Two USF alumni, Richard Oppel, `64, and Mike Pride, `72, are members of the prestigious Pulitzer Prize Board, the panel that determines the annual winners of the famed prize established by renowned journalist Joseph Pulitzer in 1917.
Richard Oppel earned a degree in Political Science. He was named editor of the Austin American-Statesman in 1995, and is responsible for news and editorial content. After serving in the Marine Corps, he graduated from USF and began his career with The Tampa Tribune.
He worked for The Associated Press and The Detroit Free Press before becoming executive editor of the Tallahassee Democrat in 1977, and then editor of The Charlotte Observer in 1978.
During his 15 years in Charlotte, The Observer won two Pulitzers, both gold medals for meritorious public service, and shared a Pulitzer with The Atlanta Constitution for editorial cartoons.
Oppel has been the National Press Foundation's Editor of the Year, president of the American Society of Newspaper Editors and president of the North Carolina Press Association.
He and his wife Carol have two children, Richard Jr., a New York Times reporter; and Shelby Oppel Wood, a Portland Oregonian reporter. He became a Pulitzer Board member in 2000 and is a 2008 co-chair of the board.
Mike Pride graduated with a degree in American Studies. He has been editor of the Concord Monitor since 1983. Prior to that, he served as its managing editor. Under his editorship the Monitor has won the New England Newspaper of the Year Award 19 times, as well as numerous national awards for excellence. The paper has been cited by Time magazine and the Columbia Journalism Review as one of the best papers in the country.
Before joining the Monitor, Pride was city editor of the Clearwater Sun and the Tallahassee Democrat. He served as a Russian linguist in the Army during the late 1960s and began his journalism career as a sports writer at The Tampa Tribune.
Pride was a Nieman Fellow at Harvard University in 1984-85. He won the National Press Foundation's editor of the year award in 1987 for directing the Monitor's coverage of the Challenger disaster and later the Yankee Quill Award for contributions to New England journalism.

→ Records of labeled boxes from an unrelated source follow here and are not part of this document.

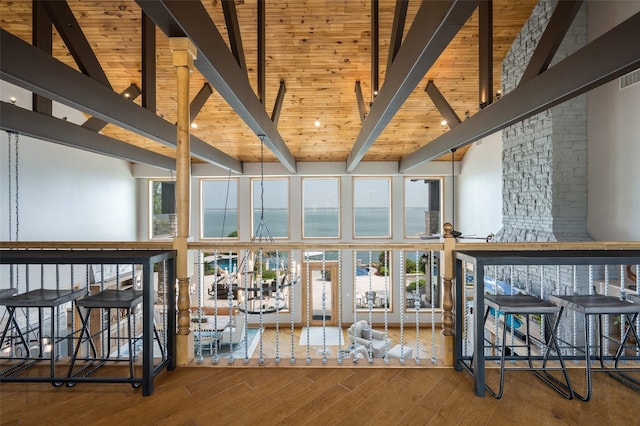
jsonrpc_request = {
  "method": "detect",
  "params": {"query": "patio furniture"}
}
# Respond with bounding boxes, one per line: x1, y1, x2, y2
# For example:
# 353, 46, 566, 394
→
347, 320, 391, 358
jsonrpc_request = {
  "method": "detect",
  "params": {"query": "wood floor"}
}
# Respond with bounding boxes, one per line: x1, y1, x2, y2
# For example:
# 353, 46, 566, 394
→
0, 367, 640, 426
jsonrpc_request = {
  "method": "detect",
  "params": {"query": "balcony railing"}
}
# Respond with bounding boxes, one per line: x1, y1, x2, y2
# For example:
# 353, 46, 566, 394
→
2, 235, 640, 372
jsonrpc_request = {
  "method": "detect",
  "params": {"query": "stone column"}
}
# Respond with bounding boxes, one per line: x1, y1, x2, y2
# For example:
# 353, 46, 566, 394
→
169, 37, 196, 365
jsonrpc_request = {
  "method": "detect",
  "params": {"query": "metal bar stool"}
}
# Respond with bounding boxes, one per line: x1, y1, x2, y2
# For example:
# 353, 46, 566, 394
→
67, 288, 164, 388
0, 289, 85, 386
472, 294, 573, 399
549, 294, 640, 401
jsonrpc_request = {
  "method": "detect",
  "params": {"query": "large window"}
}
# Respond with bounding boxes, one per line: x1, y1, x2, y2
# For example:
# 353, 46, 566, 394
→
251, 178, 289, 239
353, 178, 391, 238
302, 178, 340, 238
354, 251, 393, 311
404, 251, 440, 312
404, 178, 442, 238
149, 180, 177, 239
200, 179, 238, 238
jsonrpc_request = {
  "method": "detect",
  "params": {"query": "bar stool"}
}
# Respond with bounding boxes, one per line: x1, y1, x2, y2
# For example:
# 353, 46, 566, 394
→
481, 294, 573, 399
0, 289, 86, 386
67, 288, 164, 388
549, 294, 640, 401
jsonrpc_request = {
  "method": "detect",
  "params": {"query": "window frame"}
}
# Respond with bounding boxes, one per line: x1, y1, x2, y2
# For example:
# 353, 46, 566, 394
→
249, 176, 291, 240
147, 178, 178, 241
300, 176, 342, 239
353, 250, 395, 314
402, 176, 444, 240
199, 177, 242, 241
351, 176, 393, 240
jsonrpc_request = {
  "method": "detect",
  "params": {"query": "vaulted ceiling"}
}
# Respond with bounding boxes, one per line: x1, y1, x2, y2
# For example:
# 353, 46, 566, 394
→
0, 0, 636, 172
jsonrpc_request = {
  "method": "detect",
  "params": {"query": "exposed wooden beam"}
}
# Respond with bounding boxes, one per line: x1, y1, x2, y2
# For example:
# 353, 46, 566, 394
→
347, 0, 479, 172
189, 83, 213, 123
0, 102, 176, 170
141, 12, 157, 112
271, 80, 287, 126
371, 0, 380, 102
356, 80, 367, 123
31, 1, 53, 115
136, 0, 296, 173
518, 0, 583, 84
42, 0, 111, 88
424, 80, 460, 129
222, 0, 248, 73
387, 0, 409, 73
399, 13, 640, 173
257, 0, 264, 103
0, 28, 242, 173
82, 83, 140, 132
478, 0, 493, 109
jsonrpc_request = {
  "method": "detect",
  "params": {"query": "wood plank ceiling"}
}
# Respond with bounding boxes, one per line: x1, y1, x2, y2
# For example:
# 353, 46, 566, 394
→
0, 0, 536, 170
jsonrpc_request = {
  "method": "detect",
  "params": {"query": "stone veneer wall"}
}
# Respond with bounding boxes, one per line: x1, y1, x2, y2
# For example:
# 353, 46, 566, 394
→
496, 0, 590, 242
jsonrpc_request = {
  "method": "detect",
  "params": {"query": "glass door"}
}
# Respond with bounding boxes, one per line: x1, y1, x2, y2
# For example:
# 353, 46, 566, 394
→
303, 263, 338, 326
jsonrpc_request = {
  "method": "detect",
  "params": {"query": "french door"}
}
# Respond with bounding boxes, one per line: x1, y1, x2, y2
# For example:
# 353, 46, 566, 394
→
302, 262, 338, 326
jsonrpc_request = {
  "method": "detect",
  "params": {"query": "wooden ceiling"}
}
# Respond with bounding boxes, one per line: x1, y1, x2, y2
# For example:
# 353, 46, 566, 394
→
0, 0, 536, 169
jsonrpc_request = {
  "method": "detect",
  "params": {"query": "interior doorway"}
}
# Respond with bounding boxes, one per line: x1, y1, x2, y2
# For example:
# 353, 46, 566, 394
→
303, 262, 338, 326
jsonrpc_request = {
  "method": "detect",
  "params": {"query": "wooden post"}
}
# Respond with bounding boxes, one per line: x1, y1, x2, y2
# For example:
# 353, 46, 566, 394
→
169, 37, 196, 365
440, 223, 456, 365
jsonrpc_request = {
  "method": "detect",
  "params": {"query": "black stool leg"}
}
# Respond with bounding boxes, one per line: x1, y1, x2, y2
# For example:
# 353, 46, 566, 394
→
0, 306, 31, 376
127, 308, 140, 388
527, 309, 573, 399
607, 314, 640, 392
476, 309, 507, 399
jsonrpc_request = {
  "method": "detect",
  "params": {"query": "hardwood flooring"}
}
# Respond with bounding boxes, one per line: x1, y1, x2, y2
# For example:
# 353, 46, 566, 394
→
0, 367, 640, 426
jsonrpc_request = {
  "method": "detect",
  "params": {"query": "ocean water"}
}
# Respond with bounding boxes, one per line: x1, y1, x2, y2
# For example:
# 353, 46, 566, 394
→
203, 207, 425, 238
304, 208, 340, 238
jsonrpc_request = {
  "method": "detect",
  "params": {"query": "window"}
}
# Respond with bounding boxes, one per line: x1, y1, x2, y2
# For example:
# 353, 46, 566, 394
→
404, 251, 440, 312
353, 178, 391, 238
149, 180, 177, 239
251, 178, 289, 239
404, 178, 442, 238
354, 251, 393, 311
200, 179, 238, 238
302, 178, 340, 238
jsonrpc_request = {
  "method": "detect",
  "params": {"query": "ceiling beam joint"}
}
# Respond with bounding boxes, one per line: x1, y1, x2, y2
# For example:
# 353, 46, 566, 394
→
347, 0, 480, 173
398, 12, 640, 173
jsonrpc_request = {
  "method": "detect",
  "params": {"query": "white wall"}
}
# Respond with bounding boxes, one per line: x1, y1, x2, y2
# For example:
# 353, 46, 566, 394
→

In 2004, Pride was Weinstein scholar-in-residence at Gettysburg College, where he co-taught a course in presidential politics. He has also been a lecturer and tour guide at the Civil War Institute at the college. In 2005, he was a Hoover media fellow at Stanford University.
Pride is a former chairman of the Small Newspapers Committee of the American Society of Newspapers Editors and also served on the society's writing awards board.
He is the co-author of My Brave Boys, a Civil War history, and Too Dead to Die, the memoir of a Bataan Death March survivor, and the co-editor of The New Hampshire Century. He became a board member in 1999 and is a past chair of the board.